Federal 7th Circuit Court
Criminal Court
Habeas Corpus
Citation
Case Number: 
No. 16-3549
Decision Date: 
September 17, 2018
Federal District: 
N.D. Ill., E. Div.
Holding: 
Affirmed

Dist. Ct. did not err in denying defendant’s successive habeas petition challenging his 264-month sentence that had been imposed under Armed Career Criminal Act (ACCA) on firearm charges, even though defendant argued that one of three prior convictions used to support ACCA sentence did not qualify as violent felony because it could only qualify as such under residual clause that was subsequently found to be unconstitutionally vague. Any error was harmless since defendant had fourth conviction that did qualify as violent felony. Moreover, although defendant additionally argued that two of said convictions could not qualify as violent felonies because his rights had been restored with respect to said convictions by time of his original sentencing, defendant procedurally defaulted on said argument because he had failed to raise it either during his original sentencing or on his direct appeal.

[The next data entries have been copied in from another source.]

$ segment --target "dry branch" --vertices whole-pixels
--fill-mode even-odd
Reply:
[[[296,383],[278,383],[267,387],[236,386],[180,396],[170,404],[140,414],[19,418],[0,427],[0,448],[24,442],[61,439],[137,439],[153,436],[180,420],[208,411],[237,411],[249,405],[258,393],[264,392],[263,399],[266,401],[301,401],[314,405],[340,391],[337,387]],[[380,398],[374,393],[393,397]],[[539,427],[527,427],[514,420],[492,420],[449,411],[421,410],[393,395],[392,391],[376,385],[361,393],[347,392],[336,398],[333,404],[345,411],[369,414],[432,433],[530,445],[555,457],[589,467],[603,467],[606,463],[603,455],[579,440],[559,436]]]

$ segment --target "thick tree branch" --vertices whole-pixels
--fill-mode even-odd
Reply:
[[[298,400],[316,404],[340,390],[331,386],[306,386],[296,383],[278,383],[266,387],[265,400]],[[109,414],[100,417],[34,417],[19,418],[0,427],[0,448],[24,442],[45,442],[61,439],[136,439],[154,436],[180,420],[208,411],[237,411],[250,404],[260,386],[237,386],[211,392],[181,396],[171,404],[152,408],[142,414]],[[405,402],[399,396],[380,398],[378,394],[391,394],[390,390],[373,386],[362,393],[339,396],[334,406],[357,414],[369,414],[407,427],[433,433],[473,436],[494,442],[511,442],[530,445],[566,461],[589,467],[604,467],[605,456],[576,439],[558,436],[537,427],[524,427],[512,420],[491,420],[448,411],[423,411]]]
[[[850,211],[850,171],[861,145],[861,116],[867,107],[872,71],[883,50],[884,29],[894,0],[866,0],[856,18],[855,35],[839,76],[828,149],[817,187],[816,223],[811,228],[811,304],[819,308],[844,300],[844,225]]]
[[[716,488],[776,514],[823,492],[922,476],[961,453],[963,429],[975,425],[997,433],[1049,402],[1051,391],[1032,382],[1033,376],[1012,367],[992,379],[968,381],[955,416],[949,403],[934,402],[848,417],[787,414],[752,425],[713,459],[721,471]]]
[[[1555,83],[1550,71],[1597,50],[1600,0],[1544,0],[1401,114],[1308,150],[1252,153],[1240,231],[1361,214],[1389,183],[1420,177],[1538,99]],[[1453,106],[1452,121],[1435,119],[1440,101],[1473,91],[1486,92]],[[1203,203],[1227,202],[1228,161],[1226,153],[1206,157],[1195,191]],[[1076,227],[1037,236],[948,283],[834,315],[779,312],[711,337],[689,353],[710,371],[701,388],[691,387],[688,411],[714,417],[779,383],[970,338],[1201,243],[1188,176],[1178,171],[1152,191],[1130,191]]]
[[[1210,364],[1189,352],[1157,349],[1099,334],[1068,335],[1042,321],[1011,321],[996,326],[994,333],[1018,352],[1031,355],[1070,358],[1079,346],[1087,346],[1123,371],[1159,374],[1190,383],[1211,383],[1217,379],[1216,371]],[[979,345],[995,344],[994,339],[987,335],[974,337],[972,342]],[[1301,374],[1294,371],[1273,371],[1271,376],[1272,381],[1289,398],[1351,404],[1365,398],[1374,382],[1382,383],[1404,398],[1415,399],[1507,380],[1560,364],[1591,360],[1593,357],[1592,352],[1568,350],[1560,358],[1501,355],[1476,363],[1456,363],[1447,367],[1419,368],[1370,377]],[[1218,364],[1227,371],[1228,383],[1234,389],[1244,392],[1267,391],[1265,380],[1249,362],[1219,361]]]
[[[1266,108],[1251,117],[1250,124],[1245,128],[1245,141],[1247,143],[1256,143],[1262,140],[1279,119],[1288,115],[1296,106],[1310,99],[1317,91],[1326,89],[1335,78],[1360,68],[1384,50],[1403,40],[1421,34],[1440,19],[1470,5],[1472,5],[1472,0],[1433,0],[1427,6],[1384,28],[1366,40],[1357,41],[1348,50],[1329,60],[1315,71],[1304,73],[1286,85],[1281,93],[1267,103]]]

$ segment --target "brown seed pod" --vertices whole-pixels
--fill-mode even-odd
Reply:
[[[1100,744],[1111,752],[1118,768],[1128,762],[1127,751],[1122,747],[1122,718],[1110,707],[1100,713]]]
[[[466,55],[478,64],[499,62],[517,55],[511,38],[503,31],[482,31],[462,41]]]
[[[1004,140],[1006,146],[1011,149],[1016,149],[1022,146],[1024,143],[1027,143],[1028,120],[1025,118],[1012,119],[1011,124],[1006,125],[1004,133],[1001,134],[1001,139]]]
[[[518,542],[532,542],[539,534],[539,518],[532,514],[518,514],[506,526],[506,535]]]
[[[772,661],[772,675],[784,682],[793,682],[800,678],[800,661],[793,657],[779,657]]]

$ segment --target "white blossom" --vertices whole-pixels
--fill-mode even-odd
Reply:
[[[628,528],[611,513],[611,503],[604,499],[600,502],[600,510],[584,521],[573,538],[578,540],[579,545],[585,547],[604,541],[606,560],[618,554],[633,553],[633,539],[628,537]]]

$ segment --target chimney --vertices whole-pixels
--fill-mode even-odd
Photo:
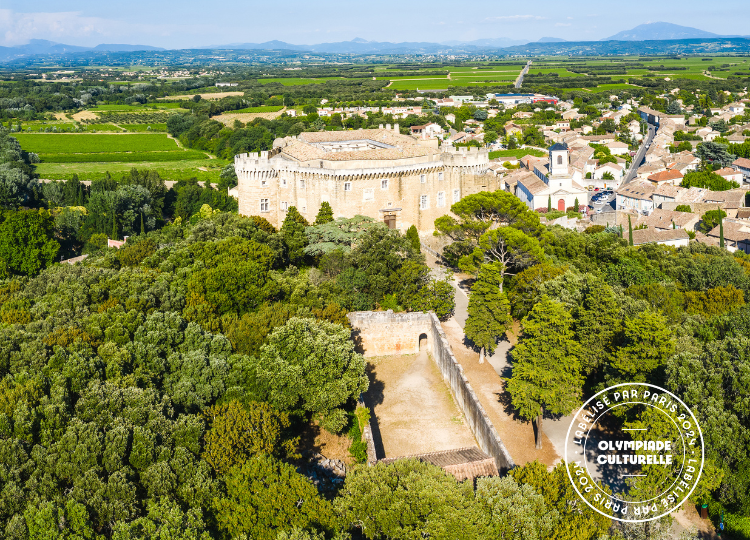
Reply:
[[[378,129],[383,129],[383,124],[379,124]]]
[[[386,129],[386,131],[390,131],[391,130],[391,125],[390,124],[386,124],[385,125],[385,129]]]
[[[398,122],[397,122],[397,123],[395,123],[395,124],[393,124],[393,132],[394,132],[394,133],[400,133],[400,131],[399,131],[399,129],[398,129]]]

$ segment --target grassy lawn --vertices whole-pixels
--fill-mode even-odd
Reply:
[[[40,178],[50,180],[67,180],[77,174],[81,180],[102,178],[109,172],[120,174],[130,169],[152,169],[159,173],[164,180],[181,180],[183,178],[198,178],[200,181],[218,182],[221,169],[228,162],[222,159],[200,161],[175,161],[153,163],[148,161],[131,161],[122,163],[40,163],[37,173]],[[207,168],[202,171],[198,168]]]
[[[57,134],[40,133],[14,135],[27,152],[38,154],[89,154],[115,152],[182,152],[177,143],[166,135],[146,134]]]
[[[494,152],[490,152],[490,159],[521,159],[524,156],[547,157],[547,154],[545,152],[542,152],[541,150],[534,150],[533,148],[517,148],[515,150],[496,150]]]

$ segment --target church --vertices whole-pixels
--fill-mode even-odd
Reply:
[[[570,152],[568,145],[557,143],[549,149],[549,163],[538,163],[534,174],[527,174],[516,184],[516,197],[525,202],[532,210],[552,208],[564,212],[575,205],[588,204],[589,193],[583,186],[573,180],[570,173]]]

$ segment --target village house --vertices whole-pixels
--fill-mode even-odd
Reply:
[[[443,134],[443,128],[439,124],[430,122],[423,126],[411,126],[411,134],[421,139],[429,139]]]
[[[633,226],[636,227],[645,224],[649,229],[659,231],[670,229],[693,231],[698,222],[700,222],[700,219],[700,215],[694,212],[677,212],[675,210],[655,208],[648,216],[638,216],[638,219],[633,221]]]
[[[739,158],[732,163],[732,167],[737,172],[742,173],[742,178],[745,182],[750,182],[750,159]]]
[[[739,250],[745,253],[750,253],[750,224],[725,219],[723,227],[724,247],[727,250],[731,252]],[[718,226],[714,227],[711,232],[708,233],[710,238],[720,238],[720,235],[721,230]]]
[[[682,182],[684,176],[675,170],[661,171],[648,176],[648,181],[656,186],[663,184],[679,185]]]
[[[732,167],[724,167],[723,169],[714,171],[714,174],[718,174],[724,180],[729,180],[730,182],[737,182],[739,185],[742,185],[742,173],[740,171],[733,169]]]
[[[617,209],[648,213],[654,209],[651,198],[656,186],[651,182],[631,182],[617,189]]]
[[[628,147],[628,145],[620,141],[607,143],[604,146],[609,148],[609,153],[613,156],[623,156],[630,153],[630,148]]]
[[[623,238],[628,238],[628,231],[623,231]],[[662,244],[665,246],[687,246],[690,243],[690,236],[685,229],[639,229],[633,231],[633,245],[641,246],[643,244]]]

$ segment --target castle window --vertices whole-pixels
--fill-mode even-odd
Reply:
[[[427,183],[427,175],[426,174],[420,174],[419,175],[419,181],[423,184]]]
[[[300,180],[299,181],[299,188],[300,189],[305,189],[305,181],[304,180]]]
[[[420,210],[426,210],[429,206],[430,200],[427,198],[427,195],[422,195],[419,197],[419,209]]]
[[[268,180],[263,179],[260,181],[260,187],[268,187]]]
[[[443,173],[442,173],[442,172],[439,172],[439,173],[438,173],[438,180],[442,180],[442,179],[443,179]]]
[[[344,191],[351,191],[351,190],[352,190],[352,183],[344,182]]]
[[[289,203],[286,201],[281,201],[281,204],[279,204],[279,207],[281,208],[282,212],[286,212],[289,208]]]
[[[375,200],[375,189],[374,188],[367,188],[363,190],[363,196],[364,200],[366,201],[374,201]]]
[[[442,208],[443,206],[445,206],[445,191],[438,191],[437,205],[438,208]]]
[[[388,189],[388,179],[387,178],[383,178],[380,181],[380,189]]]
[[[281,179],[281,187],[286,187],[286,178]]]
[[[563,164],[563,162],[562,162],[562,156],[557,156],[557,164],[558,165],[562,165]]]
[[[461,190],[460,189],[454,189],[453,190],[453,202],[457,203],[461,200]]]
[[[268,212],[269,211],[268,199],[261,199],[260,200],[260,211],[261,212]]]

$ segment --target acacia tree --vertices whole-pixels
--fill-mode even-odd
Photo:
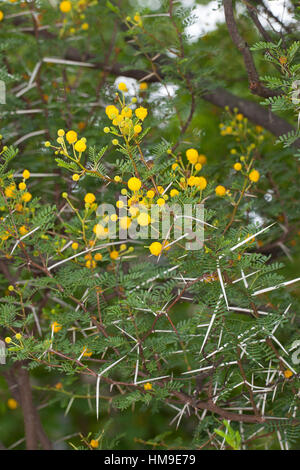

Perez-Gonzalez v. Lashbrook

Federal 7th Circuit Court
Criminal Court
Contempt
Citation
Case Number: 
No. 18-1480
Decision Date: 
September 17, 2018
Federal District: 
N.D. Ill., E. Div.
Holding: 
Affirmed

Dist. Ct. did not err in denying defendant’s habeas petition challenging his contempt of court conviction and additional 10-year sentence arising out of defendant’s failure to abide by prior guilty plea agreement on murder charge calling for defendant to testify truthfully in any subsequent prosecution of co-defendants in exchange for 35-year sentence, where defendant subsequently refused to testify against one of his co-defendants. While defendant argued that state had breached plea agreement by seeking contempt proceedings since original 35-year sentence in plea agreement was exclusive repercussion for refusing to testify (since defendant had potential under plea agreement for reduction of his sentence if he testified), state never promised immunity from contempt proceedings or implied any such promise in plea agreement. As such, because agreement was silent as to whether imposition of original sentence was sole consequence for defendant’s failure to testify, Illinois Appellate Court’s conclusion that state did not breach plea agreement was neither unreasonable nor implausible.

Mayberry v. Dittmann

Federal 7th Circuit Court
Criminal Court
Habeas Corpus
Citation
Case Number: 
No. 17-1631
Decision Date: 
September 14, 2018
Federal District: 
W.D. Wisc.
Holding: 
Affirmed

Dist. Ct. did not err in dismissing as untimely defendant’s habeas petition that challenged his second degree sexual assault and false imprisonment convictions, where said petition was filed beyond applicable one-year period for filing said petition. While defendant conceded that instant petition was untimely, he argued that he was entitled to equitable tolling on account of his borderline mental retardation diagnosis. However, defendant was not entitled to equitable tolling, since: (1) defendant failed to show that his mental limitations actually prevented him from filing timely habeas petition, where he was able to file and pursue other pleadings related to his habeas petition; and (2) defendant could offer only conclusory allegations that he was reasonably diligent in pursuing habeas relief.